Once the journey does begin though (and to you credit it does get into very quickly) things greatly improved and I really got immersed in the read. I loved the relationship dynamic between Agony and Early and the Blue Velvet obsession with observing sado/masochistic activities.
However, I would’ve liked a scene between Agony and Early in character. The initial goal of Early to feel pain is never given a chance to be explored as Agony’s past catches up with her. I was expecting to see Agony do her routine on him and gauge how he reacts, would it have an effect or would he maintain his steely indifference to physical stress. I’d imagine it could go any way given the sexual element in Agony’s act which Early would be unused to. It’s got fantastic potential for a key scene but you never capitalised on it and I’m sure you have your reasons. I couldn’t help feeling sorry for Winston in all this too. Yes, his blind, enraged vengeance cannot be justified but I did at least sympathise with his jilted disposition. I presume it was probably more Tina and Fred’s decision than the young Early to not acknowledge Winston but a phone call or a visit wouldn’t have done any harm.
Agony’s familial issues seemed a little over egged at times. I mean, Daddy was a mean sonofabitch and I get that this was what you were going for, Agony came from a bad place which is reflected in her choice of profession but at times it felt like you were pushing the depravity a bit far for shock value. The key scene of Daddy’s confrontation is a tough one and I’d be lying if I said I wasn’t gripped but in hindsight, is it too extreme.? It reminded me of the chicken drumstick scene in “Killer Joe” from last year, I had similar mixed feelings in that it works in some ways but questionable in others.
Anyway, overall I did enjoy this, it had a dark, perverse boldness intermingled with elements of fantasy and surrealism that I responded to. It shows, if anything,t hat you’re not afraid to get your hands dirty and are more concerned about staying true to your vision rather than pad it out and take the edges off, I applaud that. In the era of increasingly bland pc conscious filmmaking this is a welcome example of ballsy writing.
You should get a good impression from my PDF notes how I felt as I read, what worked, what didn’t and the parts in which I was confused or had problems. Hope they help.
I got the impression that I ruined their life in some way by "forcing" them to start reading the script, haha. They were genuinely, down right offended, haha.

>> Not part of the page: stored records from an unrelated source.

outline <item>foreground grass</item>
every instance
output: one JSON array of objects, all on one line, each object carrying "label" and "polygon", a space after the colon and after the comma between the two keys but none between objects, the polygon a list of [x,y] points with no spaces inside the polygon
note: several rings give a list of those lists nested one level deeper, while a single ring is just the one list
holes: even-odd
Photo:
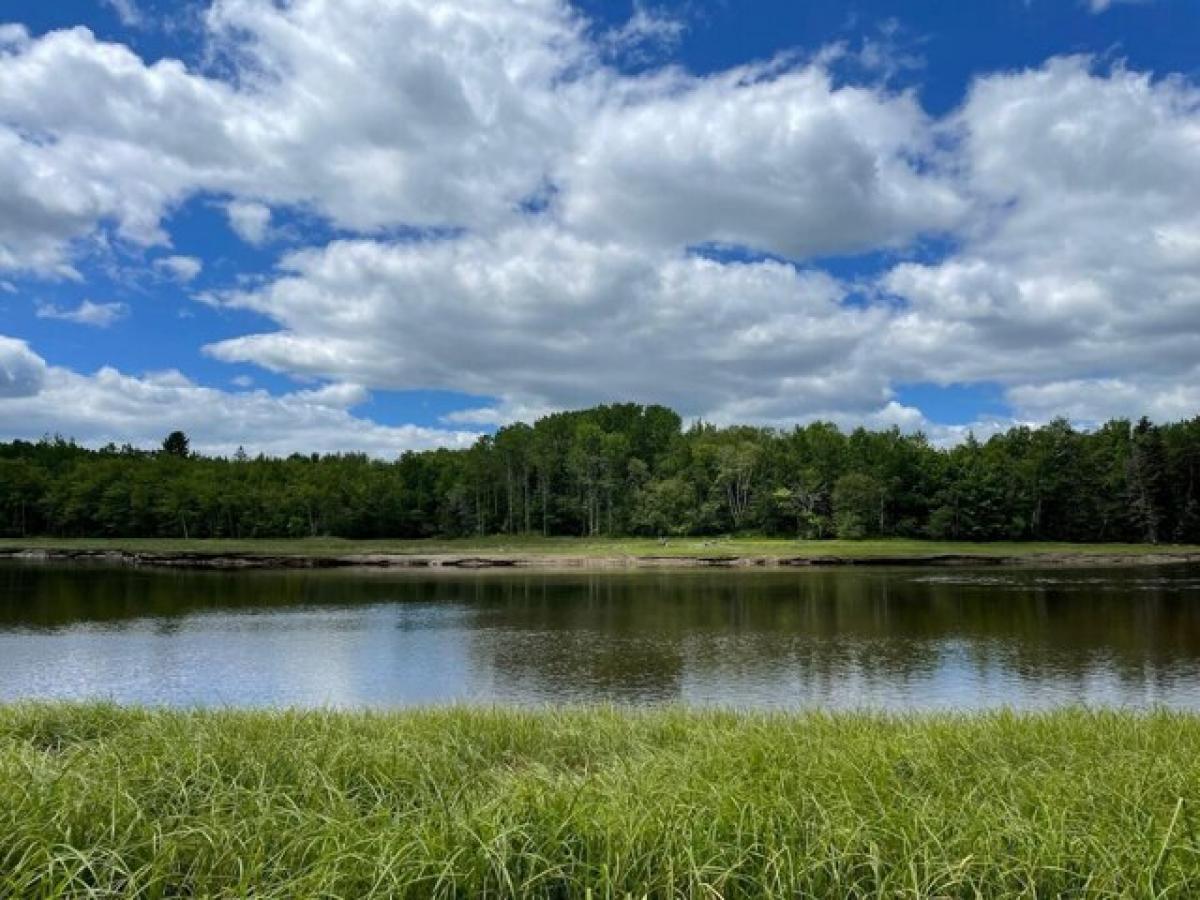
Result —
[{"label": "foreground grass", "polygon": [[0,707],[0,897],[1189,897],[1200,718]]},{"label": "foreground grass", "polygon": [[906,557],[940,554],[981,556],[1145,556],[1200,553],[1200,547],[1153,544],[1065,544],[919,540],[797,541],[780,538],[542,538],[498,535],[454,540],[351,541],[339,538],[172,540],[137,538],[0,538],[0,548],[123,550],[142,553],[250,553],[345,556],[355,553],[522,554],[545,557]]}]

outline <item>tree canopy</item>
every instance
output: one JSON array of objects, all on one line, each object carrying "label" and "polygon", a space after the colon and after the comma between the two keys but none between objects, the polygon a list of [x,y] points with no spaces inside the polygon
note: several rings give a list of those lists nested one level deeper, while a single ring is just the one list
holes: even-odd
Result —
[{"label": "tree canopy", "polygon": [[420,538],[485,534],[1200,542],[1200,418],[1059,419],[949,448],[897,429],[696,423],[624,403],[465,450],[191,453],[0,443],[0,534]]}]

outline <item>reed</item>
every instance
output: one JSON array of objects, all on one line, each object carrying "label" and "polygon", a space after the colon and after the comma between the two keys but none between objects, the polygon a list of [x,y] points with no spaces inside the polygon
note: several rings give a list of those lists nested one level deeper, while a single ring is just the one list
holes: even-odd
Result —
[{"label": "reed", "polygon": [[0,897],[1194,897],[1200,717],[0,707]]}]

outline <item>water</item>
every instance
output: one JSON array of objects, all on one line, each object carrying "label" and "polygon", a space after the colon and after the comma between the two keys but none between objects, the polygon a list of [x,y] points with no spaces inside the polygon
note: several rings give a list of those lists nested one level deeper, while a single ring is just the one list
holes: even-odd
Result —
[{"label": "water", "polygon": [[0,564],[0,700],[1200,709],[1200,570]]}]

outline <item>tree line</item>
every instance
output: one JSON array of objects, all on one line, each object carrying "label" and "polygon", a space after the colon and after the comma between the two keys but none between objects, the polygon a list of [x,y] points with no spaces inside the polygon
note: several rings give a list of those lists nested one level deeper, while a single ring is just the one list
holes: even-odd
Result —
[{"label": "tree line", "polygon": [[699,422],[625,403],[516,424],[463,450],[155,451],[0,443],[0,534],[928,537],[1200,542],[1200,417],[1055,420],[948,448],[898,429]]}]

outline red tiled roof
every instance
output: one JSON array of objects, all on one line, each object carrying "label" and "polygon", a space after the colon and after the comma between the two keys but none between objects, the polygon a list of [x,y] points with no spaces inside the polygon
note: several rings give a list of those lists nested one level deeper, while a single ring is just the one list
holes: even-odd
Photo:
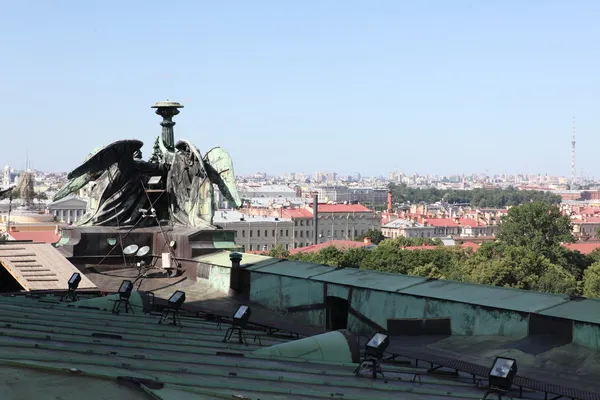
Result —
[{"label": "red tiled roof", "polygon": [[425,222],[431,226],[458,226],[452,218],[426,218]]},{"label": "red tiled roof", "polygon": [[60,235],[55,231],[20,231],[10,232],[10,236],[15,240],[33,240],[34,242],[54,244],[60,240]]},{"label": "red tiled roof", "polygon": [[600,242],[588,242],[588,243],[563,243],[563,247],[571,251],[577,250],[583,254],[590,254],[592,251],[600,248]]},{"label": "red tiled roof", "polygon": [[286,208],[282,212],[284,218],[312,218],[313,214],[306,208]]},{"label": "red tiled roof", "polygon": [[444,246],[442,246],[442,245],[429,246],[429,245],[424,244],[422,246],[405,246],[405,247],[402,247],[402,250],[435,250],[440,247],[444,247]]},{"label": "red tiled roof", "polygon": [[479,226],[479,223],[472,218],[461,218],[459,221],[462,226]]},{"label": "red tiled roof", "polygon": [[290,254],[296,253],[316,253],[326,247],[333,246],[338,250],[348,250],[352,248],[368,246],[370,243],[355,242],[353,240],[329,240],[325,243],[314,244],[312,246],[298,247],[290,250]]},{"label": "red tiled roof", "polygon": [[[312,210],[312,208],[311,208]],[[362,204],[319,204],[319,212],[326,213],[352,213],[373,212]]]}]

Can't please everybody I guess...
You will never please everyone AND as long as you get strong publicity...negative or positive by hitting emotional points...you did more than most of us can!

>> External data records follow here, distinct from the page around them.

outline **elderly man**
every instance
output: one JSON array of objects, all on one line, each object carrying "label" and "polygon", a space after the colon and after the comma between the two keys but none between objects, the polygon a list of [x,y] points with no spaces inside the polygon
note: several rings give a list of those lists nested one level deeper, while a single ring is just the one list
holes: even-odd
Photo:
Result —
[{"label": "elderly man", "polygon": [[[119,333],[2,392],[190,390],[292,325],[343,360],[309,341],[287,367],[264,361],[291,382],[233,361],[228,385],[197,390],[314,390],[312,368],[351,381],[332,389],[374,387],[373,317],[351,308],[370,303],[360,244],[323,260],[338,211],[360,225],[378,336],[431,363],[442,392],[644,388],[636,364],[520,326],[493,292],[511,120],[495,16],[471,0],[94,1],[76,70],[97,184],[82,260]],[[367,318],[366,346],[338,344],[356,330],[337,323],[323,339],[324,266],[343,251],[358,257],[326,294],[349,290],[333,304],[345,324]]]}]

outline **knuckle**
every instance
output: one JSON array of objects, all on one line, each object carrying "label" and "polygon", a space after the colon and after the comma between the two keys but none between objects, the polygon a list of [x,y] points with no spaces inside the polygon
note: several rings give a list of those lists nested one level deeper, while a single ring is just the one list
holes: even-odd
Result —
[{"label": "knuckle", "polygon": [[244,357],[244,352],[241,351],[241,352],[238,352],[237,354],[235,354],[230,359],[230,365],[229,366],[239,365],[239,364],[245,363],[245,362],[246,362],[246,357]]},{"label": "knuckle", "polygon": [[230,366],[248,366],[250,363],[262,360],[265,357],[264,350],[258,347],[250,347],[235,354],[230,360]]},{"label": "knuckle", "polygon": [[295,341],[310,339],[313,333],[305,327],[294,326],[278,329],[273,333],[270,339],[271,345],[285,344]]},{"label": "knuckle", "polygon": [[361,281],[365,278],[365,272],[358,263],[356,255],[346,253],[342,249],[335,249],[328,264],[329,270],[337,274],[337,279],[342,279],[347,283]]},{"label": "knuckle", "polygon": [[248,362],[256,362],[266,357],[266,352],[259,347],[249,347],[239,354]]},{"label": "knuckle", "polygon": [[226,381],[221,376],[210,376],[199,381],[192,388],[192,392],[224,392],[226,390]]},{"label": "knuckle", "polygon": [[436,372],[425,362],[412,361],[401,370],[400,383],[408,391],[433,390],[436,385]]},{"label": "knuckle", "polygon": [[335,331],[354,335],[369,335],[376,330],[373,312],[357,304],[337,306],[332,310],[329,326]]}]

Congrats on the exposure....you got a future man! Rock it!
Pathfinder Films optioned the script today. Thanks to all those who took out the time to read and give feedback on the script (here on simplyscripts, scriptshadow and zoetrope).
Sorry I haven't been around lately to read and comment on scripts, been super busy with numerous projects. Will be around soon to check out some more material!
Pathfinder Films optioned the script today. Thanks to all those who took out the time to read and give feedback on the script (here on simplyscripts, scriptshadow and zoetrope).
Sorry I haven't been around lately to read and comment on scripts, been super busy with numerous projects. Will be around soon to check out some more material!